Perú: Cuando al Estado le sobra la plata
Por Daniel Córdova
Análisis de Políticas – CIES
Es probablemente la primera vez en la historia económica del Perú que podemos afirmar que sobra la plata. Lo que falta es capacidad para gastarla e invertirla.
En el sector privado, el mercado de capitales reboza en liquidez, en particular debido al crecimiento de los ahorros previsionales administrados por las AFPs. Estas no encuentran “papeles” para colocar sus fondos. Pero al Estado también le está sobrando la plata últimamente. Y a falta de reformas estructurales su aporte al desarrollo económico y social es discreto, por decir lo menos.
El primer trimestre de este año 2007, se cerró con un superávit fiscal de 2,100 millones de soles, cerca del 3% del Producto Bruto Interno. Los ingresos fiscales crecieron en 9.7% (ya en el 2006 habían crecido 25%). La recaudación por impuesto a la renta creció en 28%. La del Impuesto General a las Ventas (IGV) aumentó en 11%. Los gastos corrientes, descontando las transferencias, solo crecieron en 3.1%, mientras que la inversión pública creció en 10%, muy por debajo del esperado 30% que pretendía el famoso shock de inversiones.
Lo positivo es que el Ministerio de Economía y Finanzas (MEF) está cumpliendo su papel de Hacienda, soportando la presión de los demás Ministerios siempre ansiosos de gastar más. También debemos reconocerle su capacidad para frenar en los posible los ataques hacia el Sistema Nacional de Inversión Pública (SNIP) y el reciente “reperfilamiento” de la deuda externacon el Club de París. Evita el MEF así mayor despilfarro de recursos públicos.
Lo lamentable, sin embargo, es que el MEF no ha demostrado capacidad para liderar reformas fiscales que liberen a los contribuyentes de una carga fiscal a todas luces excesiva. Menos aún ha sido capaz de proponer reformas estructurales que en un mismo movimiento reduzcan el gasto y mejoren la calidad de los servicios públicos.
Lo primero que hicieron los países que mejor desempeño económico han tenido en los últimos años, como Irlanda y Estonia, es bajar impuestos. Si al Estado le sobre la plata, debe ensayar reducciones en el impuesto a la renta y en el IGV. Dejar de expropiarle recursos al ciudadano para que este pueda consumir e invertir más soberanamente, reduciendo de paso el incentivo a la informalidad. Algo que la predominante visión “fiscalista” no permitirá.
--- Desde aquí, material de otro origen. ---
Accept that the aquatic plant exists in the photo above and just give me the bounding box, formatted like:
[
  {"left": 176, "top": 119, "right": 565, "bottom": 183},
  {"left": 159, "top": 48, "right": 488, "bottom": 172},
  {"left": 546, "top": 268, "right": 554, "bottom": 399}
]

Por el lado de las reformas estructurales relacionadas con el gasto, es preciso ir más allá de la reforma del Estado light –concentrada en las necesarias pero insuficientes reformas administrativas. Es imperativo generar reformas agresivas, como podría ser la eliminación de la gratuidad general de la enseñanza en las universidades estatales, la implementación del subsidio a la demanda en educación escolar o la libre elección entre Essalud y alternativas de prestación privada de servicios de salud.
El Presidente está impaciente por generar cambios dramáticos. Que alguien le diga que solo lo logrará con el coraje político suficiente para retirar al Estado de actividades que el sector privado puede hacer mejor.
El autor es Decano de la Facultad de Economía de la Universidad Peruana de Ciencias Aplicadas.